Something I Always Like to Ask
Just why is it you do what you do? I asked Morin to give some background on how he became a scientist and why he’s working in the field that he is.
Morin was initially looking to go into veterinary medicine and while studying science as a means to get himself to there, he found the study of genetics and molecular biology to be of most interest. As he began to focus on this field, we were historically in the process of sequencing the human genome. “We were going to be able to study the entire genome of organisms and that just fascinated me,” explains Morin.
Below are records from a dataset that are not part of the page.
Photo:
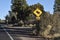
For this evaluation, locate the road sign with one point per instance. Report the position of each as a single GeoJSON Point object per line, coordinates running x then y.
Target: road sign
{"type": "Point", "coordinates": [37, 12]}
{"type": "Point", "coordinates": [37, 18]}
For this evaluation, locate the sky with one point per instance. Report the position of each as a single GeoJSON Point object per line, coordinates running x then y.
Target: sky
{"type": "Point", "coordinates": [5, 6]}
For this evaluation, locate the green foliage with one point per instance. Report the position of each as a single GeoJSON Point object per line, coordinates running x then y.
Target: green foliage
{"type": "Point", "coordinates": [58, 1]}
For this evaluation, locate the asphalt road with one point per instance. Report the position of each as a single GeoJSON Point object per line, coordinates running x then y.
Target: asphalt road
{"type": "Point", "coordinates": [16, 33]}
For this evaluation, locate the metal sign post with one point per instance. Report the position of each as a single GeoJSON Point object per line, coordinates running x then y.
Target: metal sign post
{"type": "Point", "coordinates": [37, 12]}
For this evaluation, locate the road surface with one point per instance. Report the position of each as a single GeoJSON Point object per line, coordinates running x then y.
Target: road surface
{"type": "Point", "coordinates": [17, 33]}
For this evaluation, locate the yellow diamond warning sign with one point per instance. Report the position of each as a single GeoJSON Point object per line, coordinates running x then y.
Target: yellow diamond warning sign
{"type": "Point", "coordinates": [37, 12]}
{"type": "Point", "coordinates": [37, 18]}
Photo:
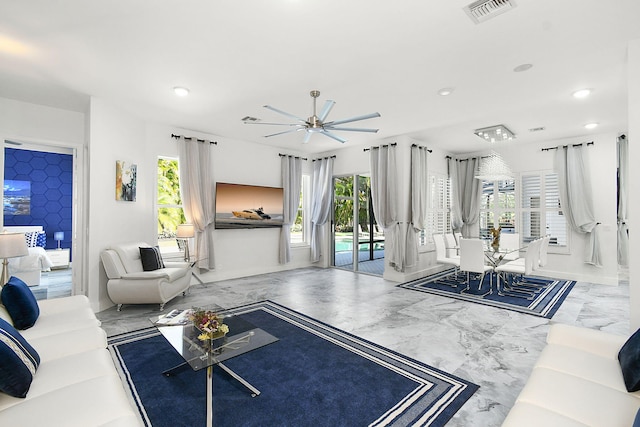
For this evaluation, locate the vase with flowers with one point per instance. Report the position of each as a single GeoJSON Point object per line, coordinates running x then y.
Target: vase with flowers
{"type": "Point", "coordinates": [209, 325]}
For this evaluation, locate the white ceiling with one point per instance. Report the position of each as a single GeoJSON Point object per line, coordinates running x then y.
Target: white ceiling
{"type": "Point", "coordinates": [367, 55]}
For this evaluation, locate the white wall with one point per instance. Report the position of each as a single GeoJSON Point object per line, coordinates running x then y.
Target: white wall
{"type": "Point", "coordinates": [633, 73]}
{"type": "Point", "coordinates": [115, 135]}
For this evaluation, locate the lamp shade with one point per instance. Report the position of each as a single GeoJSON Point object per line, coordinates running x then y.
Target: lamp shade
{"type": "Point", "coordinates": [186, 231]}
{"type": "Point", "coordinates": [13, 245]}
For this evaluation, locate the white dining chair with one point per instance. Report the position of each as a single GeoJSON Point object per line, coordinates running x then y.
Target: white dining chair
{"type": "Point", "coordinates": [513, 268]}
{"type": "Point", "coordinates": [472, 260]}
{"type": "Point", "coordinates": [510, 242]}
{"type": "Point", "coordinates": [441, 252]}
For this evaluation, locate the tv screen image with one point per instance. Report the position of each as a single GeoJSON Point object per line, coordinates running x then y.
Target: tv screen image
{"type": "Point", "coordinates": [248, 206]}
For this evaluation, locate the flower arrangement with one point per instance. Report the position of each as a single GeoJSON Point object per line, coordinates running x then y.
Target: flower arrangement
{"type": "Point", "coordinates": [208, 323]}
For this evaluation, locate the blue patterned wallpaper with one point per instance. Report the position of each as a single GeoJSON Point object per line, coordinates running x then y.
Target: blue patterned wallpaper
{"type": "Point", "coordinates": [51, 178]}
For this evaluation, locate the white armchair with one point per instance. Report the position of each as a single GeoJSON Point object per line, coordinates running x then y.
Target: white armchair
{"type": "Point", "coordinates": [129, 284]}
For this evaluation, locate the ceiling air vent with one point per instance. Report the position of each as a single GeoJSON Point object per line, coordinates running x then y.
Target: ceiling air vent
{"type": "Point", "coordinates": [483, 10]}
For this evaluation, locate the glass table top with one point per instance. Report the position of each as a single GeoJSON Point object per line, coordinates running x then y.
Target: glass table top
{"type": "Point", "coordinates": [242, 338]}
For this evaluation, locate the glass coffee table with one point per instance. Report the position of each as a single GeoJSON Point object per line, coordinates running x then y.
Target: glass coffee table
{"type": "Point", "coordinates": [242, 338]}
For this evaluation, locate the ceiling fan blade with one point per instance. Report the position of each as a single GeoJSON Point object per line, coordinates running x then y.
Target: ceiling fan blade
{"type": "Point", "coordinates": [331, 135]}
{"type": "Point", "coordinates": [275, 124]}
{"type": "Point", "coordinates": [352, 129]}
{"type": "Point", "coordinates": [284, 113]}
{"type": "Point", "coordinates": [328, 105]}
{"type": "Point", "coordinates": [353, 119]}
{"type": "Point", "coordinates": [282, 133]}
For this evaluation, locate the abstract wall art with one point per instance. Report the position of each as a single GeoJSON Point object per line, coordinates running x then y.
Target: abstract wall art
{"type": "Point", "coordinates": [125, 181]}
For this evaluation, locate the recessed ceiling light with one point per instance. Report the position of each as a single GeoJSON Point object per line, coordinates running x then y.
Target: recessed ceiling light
{"type": "Point", "coordinates": [582, 93]}
{"type": "Point", "coordinates": [181, 91]}
{"type": "Point", "coordinates": [522, 67]}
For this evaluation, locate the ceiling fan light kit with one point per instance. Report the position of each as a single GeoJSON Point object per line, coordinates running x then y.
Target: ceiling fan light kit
{"type": "Point", "coordinates": [316, 123]}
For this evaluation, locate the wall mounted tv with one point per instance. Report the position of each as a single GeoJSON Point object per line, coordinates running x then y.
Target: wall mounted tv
{"type": "Point", "coordinates": [248, 206]}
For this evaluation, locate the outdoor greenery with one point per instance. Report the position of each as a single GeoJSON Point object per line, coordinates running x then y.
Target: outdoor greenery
{"type": "Point", "coordinates": [170, 213]}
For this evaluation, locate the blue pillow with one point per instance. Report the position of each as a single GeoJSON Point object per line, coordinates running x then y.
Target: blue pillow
{"type": "Point", "coordinates": [18, 361]}
{"type": "Point", "coordinates": [629, 358]}
{"type": "Point", "coordinates": [20, 303]}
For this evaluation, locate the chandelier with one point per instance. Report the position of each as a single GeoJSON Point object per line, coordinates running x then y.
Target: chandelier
{"type": "Point", "coordinates": [494, 168]}
{"type": "Point", "coordinates": [495, 133]}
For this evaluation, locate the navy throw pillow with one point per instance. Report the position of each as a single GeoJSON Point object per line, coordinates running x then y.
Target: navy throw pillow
{"type": "Point", "coordinates": [151, 259]}
{"type": "Point", "coordinates": [18, 361]}
{"type": "Point", "coordinates": [20, 303]}
{"type": "Point", "coordinates": [629, 358]}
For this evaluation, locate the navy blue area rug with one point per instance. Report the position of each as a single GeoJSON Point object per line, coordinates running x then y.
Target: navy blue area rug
{"type": "Point", "coordinates": [544, 302]}
{"type": "Point", "coordinates": [315, 375]}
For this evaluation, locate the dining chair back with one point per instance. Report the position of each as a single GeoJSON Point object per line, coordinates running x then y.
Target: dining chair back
{"type": "Point", "coordinates": [544, 247]}
{"type": "Point", "coordinates": [472, 258]}
{"type": "Point", "coordinates": [510, 242]}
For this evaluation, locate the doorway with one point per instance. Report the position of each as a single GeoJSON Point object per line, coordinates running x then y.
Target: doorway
{"type": "Point", "coordinates": [358, 242]}
{"type": "Point", "coordinates": [39, 198]}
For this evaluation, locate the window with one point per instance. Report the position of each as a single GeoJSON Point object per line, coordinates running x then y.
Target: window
{"type": "Point", "coordinates": [301, 226]}
{"type": "Point", "coordinates": [497, 207]}
{"type": "Point", "coordinates": [540, 209]}
{"type": "Point", "coordinates": [169, 204]}
{"type": "Point", "coordinates": [438, 208]}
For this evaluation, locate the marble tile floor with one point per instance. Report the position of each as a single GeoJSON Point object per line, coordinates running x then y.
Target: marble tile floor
{"type": "Point", "coordinates": [493, 348]}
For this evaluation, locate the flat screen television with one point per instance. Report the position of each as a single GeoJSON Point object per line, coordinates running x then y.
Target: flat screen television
{"type": "Point", "coordinates": [248, 206]}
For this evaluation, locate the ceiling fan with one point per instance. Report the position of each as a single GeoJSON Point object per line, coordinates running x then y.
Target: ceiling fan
{"type": "Point", "coordinates": [316, 123]}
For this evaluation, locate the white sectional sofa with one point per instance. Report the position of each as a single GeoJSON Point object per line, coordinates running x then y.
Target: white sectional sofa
{"type": "Point", "coordinates": [76, 383]}
{"type": "Point", "coordinates": [576, 381]}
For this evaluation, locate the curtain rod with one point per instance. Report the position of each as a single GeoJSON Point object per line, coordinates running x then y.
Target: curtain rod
{"type": "Point", "coordinates": [385, 145]}
{"type": "Point", "coordinates": [419, 146]}
{"type": "Point", "coordinates": [330, 157]}
{"type": "Point", "coordinates": [189, 138]}
{"type": "Point", "coordinates": [564, 146]}
{"type": "Point", "coordinates": [289, 155]}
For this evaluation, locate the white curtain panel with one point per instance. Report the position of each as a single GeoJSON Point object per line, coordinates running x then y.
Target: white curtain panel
{"type": "Point", "coordinates": [576, 197]}
{"type": "Point", "coordinates": [320, 203]}
{"type": "Point", "coordinates": [384, 198]}
{"type": "Point", "coordinates": [419, 204]}
{"type": "Point", "coordinates": [456, 197]}
{"type": "Point", "coordinates": [291, 182]}
{"type": "Point", "coordinates": [466, 195]}
{"type": "Point", "coordinates": [196, 190]}
{"type": "Point", "coordinates": [623, 197]}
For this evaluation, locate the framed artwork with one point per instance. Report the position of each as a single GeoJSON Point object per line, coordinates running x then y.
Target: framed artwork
{"type": "Point", "coordinates": [125, 181]}
{"type": "Point", "coordinates": [17, 197]}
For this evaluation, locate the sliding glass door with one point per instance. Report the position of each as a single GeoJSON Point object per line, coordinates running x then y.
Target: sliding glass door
{"type": "Point", "coordinates": [358, 242]}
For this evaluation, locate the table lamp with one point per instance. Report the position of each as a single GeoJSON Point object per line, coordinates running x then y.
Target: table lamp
{"type": "Point", "coordinates": [58, 236]}
{"type": "Point", "coordinates": [185, 232]}
{"type": "Point", "coordinates": [11, 245]}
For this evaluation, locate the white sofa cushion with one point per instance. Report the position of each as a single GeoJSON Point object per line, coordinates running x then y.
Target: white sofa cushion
{"type": "Point", "coordinates": [527, 415]}
{"type": "Point", "coordinates": [94, 402]}
{"type": "Point", "coordinates": [60, 373]}
{"type": "Point", "coordinates": [51, 347]}
{"type": "Point", "coordinates": [579, 399]}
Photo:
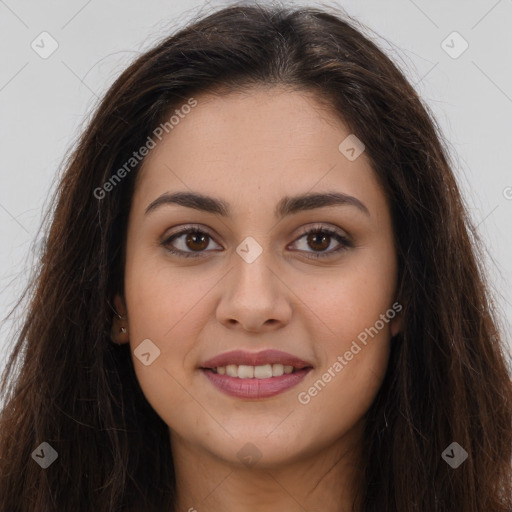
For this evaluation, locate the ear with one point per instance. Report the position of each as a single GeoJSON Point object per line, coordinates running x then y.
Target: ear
{"type": "Point", "coordinates": [120, 305]}
{"type": "Point", "coordinates": [396, 324]}
{"type": "Point", "coordinates": [119, 332]}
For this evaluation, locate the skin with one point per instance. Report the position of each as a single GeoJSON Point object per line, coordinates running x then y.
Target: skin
{"type": "Point", "coordinates": [251, 149]}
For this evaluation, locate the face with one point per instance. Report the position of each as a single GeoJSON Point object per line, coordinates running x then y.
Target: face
{"type": "Point", "coordinates": [255, 278]}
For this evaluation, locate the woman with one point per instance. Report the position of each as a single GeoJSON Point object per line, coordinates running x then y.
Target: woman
{"type": "Point", "coordinates": [260, 290]}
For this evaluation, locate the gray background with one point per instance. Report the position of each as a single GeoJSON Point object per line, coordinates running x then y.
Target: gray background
{"type": "Point", "coordinates": [44, 101]}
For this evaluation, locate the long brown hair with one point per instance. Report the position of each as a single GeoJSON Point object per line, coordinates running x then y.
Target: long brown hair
{"type": "Point", "coordinates": [447, 381]}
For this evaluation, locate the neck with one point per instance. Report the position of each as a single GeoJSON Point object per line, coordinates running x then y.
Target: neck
{"type": "Point", "coordinates": [325, 480]}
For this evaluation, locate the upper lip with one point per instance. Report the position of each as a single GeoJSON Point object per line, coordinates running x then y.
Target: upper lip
{"type": "Point", "coordinates": [263, 357]}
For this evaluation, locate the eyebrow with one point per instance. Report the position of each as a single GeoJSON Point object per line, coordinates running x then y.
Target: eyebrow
{"type": "Point", "coordinates": [286, 206]}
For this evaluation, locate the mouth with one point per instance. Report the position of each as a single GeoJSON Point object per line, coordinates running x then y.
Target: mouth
{"type": "Point", "coordinates": [255, 375]}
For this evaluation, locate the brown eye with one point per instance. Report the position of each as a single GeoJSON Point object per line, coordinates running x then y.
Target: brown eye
{"type": "Point", "coordinates": [193, 242]}
{"type": "Point", "coordinates": [320, 238]}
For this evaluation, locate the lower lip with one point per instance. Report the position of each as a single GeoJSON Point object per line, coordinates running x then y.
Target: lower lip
{"type": "Point", "coordinates": [255, 388]}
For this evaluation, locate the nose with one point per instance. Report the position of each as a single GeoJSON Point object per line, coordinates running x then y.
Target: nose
{"type": "Point", "coordinates": [254, 298]}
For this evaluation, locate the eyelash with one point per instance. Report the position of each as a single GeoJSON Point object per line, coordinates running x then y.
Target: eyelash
{"type": "Point", "coordinates": [345, 243]}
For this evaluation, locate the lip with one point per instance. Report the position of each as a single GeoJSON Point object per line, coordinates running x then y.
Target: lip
{"type": "Point", "coordinates": [270, 356]}
{"type": "Point", "coordinates": [255, 388]}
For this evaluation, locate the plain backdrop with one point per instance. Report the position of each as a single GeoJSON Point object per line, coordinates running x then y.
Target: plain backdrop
{"type": "Point", "coordinates": [44, 99]}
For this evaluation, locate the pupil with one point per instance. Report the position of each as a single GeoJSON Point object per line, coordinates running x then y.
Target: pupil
{"type": "Point", "coordinates": [193, 236]}
{"type": "Point", "coordinates": [312, 238]}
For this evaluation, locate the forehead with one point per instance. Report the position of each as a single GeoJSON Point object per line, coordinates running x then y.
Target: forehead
{"type": "Point", "coordinates": [261, 141]}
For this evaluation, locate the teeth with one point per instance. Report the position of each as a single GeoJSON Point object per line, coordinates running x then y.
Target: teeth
{"type": "Point", "coordinates": [245, 371]}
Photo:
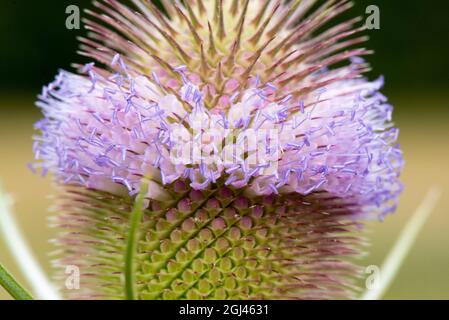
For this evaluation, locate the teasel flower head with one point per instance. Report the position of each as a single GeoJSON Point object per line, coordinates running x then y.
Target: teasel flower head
{"type": "Point", "coordinates": [252, 138]}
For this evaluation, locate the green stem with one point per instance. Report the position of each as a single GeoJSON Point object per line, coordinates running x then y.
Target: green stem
{"type": "Point", "coordinates": [10, 284]}
{"type": "Point", "coordinates": [131, 245]}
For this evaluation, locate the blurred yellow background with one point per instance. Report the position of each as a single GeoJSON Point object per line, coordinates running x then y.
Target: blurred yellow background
{"type": "Point", "coordinates": [424, 139]}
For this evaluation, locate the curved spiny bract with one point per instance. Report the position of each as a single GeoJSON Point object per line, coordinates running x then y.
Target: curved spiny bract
{"type": "Point", "coordinates": [284, 227]}
{"type": "Point", "coordinates": [211, 245]}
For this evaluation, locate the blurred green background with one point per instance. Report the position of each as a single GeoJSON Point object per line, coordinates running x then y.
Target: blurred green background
{"type": "Point", "coordinates": [412, 51]}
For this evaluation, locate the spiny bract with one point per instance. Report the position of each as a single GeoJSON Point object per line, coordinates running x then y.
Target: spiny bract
{"type": "Point", "coordinates": [214, 227]}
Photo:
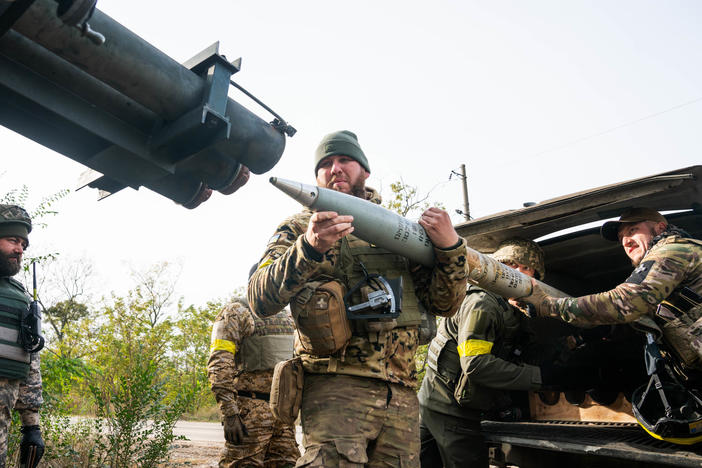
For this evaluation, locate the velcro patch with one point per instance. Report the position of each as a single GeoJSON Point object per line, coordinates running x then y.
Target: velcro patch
{"type": "Point", "coordinates": [638, 275]}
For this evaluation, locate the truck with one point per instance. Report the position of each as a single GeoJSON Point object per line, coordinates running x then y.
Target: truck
{"type": "Point", "coordinates": [593, 427]}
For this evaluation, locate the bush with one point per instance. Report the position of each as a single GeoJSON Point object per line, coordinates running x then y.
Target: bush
{"type": "Point", "coordinates": [138, 418]}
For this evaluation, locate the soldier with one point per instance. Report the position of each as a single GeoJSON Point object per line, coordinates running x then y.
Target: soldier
{"type": "Point", "coordinates": [243, 351]}
{"type": "Point", "coordinates": [664, 289]}
{"type": "Point", "coordinates": [359, 406]}
{"type": "Point", "coordinates": [472, 363]}
{"type": "Point", "coordinates": [20, 378]}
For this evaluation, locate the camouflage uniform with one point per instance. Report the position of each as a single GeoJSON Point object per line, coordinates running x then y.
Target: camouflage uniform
{"type": "Point", "coordinates": [472, 364]}
{"type": "Point", "coordinates": [22, 394]}
{"type": "Point", "coordinates": [672, 262]}
{"type": "Point", "coordinates": [269, 443]}
{"type": "Point", "coordinates": [358, 406]}
{"type": "Point", "coordinates": [25, 397]}
{"type": "Point", "coordinates": [482, 345]}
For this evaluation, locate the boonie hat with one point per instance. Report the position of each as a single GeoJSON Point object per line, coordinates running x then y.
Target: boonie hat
{"type": "Point", "coordinates": [610, 229]}
{"type": "Point", "coordinates": [522, 251]}
{"type": "Point", "coordinates": [14, 221]}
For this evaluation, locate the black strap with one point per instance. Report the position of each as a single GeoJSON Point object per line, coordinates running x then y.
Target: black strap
{"type": "Point", "coordinates": [9, 320]}
{"type": "Point", "coordinates": [254, 395]}
{"type": "Point", "coordinates": [13, 13]}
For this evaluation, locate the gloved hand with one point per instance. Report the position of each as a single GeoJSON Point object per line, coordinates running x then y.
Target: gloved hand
{"type": "Point", "coordinates": [536, 304]}
{"type": "Point", "coordinates": [234, 429]}
{"type": "Point", "coordinates": [570, 377]}
{"type": "Point", "coordinates": [31, 447]}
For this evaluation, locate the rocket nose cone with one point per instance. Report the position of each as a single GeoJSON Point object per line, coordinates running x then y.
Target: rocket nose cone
{"type": "Point", "coordinates": [303, 193]}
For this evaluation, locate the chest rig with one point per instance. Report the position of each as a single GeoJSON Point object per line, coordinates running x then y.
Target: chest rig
{"type": "Point", "coordinates": [271, 342]}
{"type": "Point", "coordinates": [14, 303]}
{"type": "Point", "coordinates": [443, 358]}
{"type": "Point", "coordinates": [380, 289]}
{"type": "Point", "coordinates": [680, 318]}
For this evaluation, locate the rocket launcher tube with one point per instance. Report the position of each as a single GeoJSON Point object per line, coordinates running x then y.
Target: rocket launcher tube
{"type": "Point", "coordinates": [392, 232]}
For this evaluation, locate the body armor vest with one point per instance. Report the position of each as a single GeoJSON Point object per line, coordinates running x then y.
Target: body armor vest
{"type": "Point", "coordinates": [271, 342]}
{"type": "Point", "coordinates": [355, 251]}
{"type": "Point", "coordinates": [14, 302]}
{"type": "Point", "coordinates": [680, 318]}
{"type": "Point", "coordinates": [444, 361]}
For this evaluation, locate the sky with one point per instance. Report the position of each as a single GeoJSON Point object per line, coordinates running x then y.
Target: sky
{"type": "Point", "coordinates": [537, 98]}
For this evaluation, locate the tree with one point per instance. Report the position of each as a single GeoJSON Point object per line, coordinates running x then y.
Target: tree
{"type": "Point", "coordinates": [156, 288]}
{"type": "Point", "coordinates": [406, 199]}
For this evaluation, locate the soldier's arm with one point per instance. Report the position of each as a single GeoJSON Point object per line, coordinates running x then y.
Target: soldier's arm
{"type": "Point", "coordinates": [232, 324]}
{"type": "Point", "coordinates": [30, 398]}
{"type": "Point", "coordinates": [653, 280]}
{"type": "Point", "coordinates": [287, 264]}
{"type": "Point", "coordinates": [442, 288]}
{"type": "Point", "coordinates": [477, 333]}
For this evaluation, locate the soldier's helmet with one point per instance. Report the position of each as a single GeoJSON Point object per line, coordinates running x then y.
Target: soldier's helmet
{"type": "Point", "coordinates": [14, 221]}
{"type": "Point", "coordinates": [522, 251]}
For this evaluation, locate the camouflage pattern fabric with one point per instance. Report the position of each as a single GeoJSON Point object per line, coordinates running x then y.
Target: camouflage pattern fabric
{"type": "Point", "coordinates": [341, 414]}
{"type": "Point", "coordinates": [270, 444]}
{"type": "Point", "coordinates": [9, 389]}
{"type": "Point", "coordinates": [286, 268]}
{"type": "Point", "coordinates": [671, 262]}
{"type": "Point", "coordinates": [15, 214]}
{"type": "Point", "coordinates": [483, 336]}
{"type": "Point", "coordinates": [522, 251]}
{"type": "Point", "coordinates": [25, 397]}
He then started work at the Genome Sciences Centre in Vancouver where he continued to be thrilled by the work he was doing, “The potential just started to snowball when new sequencing technology started to arise … I realized that this was a field that was going to explode and the possibilities were quite endless.”
His take on the future is one in which his work helps human health and looks at, “The ways that we can preemptively identify [cancers and genetic diseases] and better treat them … so that we can intervene or at least be prepared to intervene early on.”
My considerable thanks go to Ryan Morin for his time and expertise. I look forward to another opportunity in the future to catch up on the events of his research.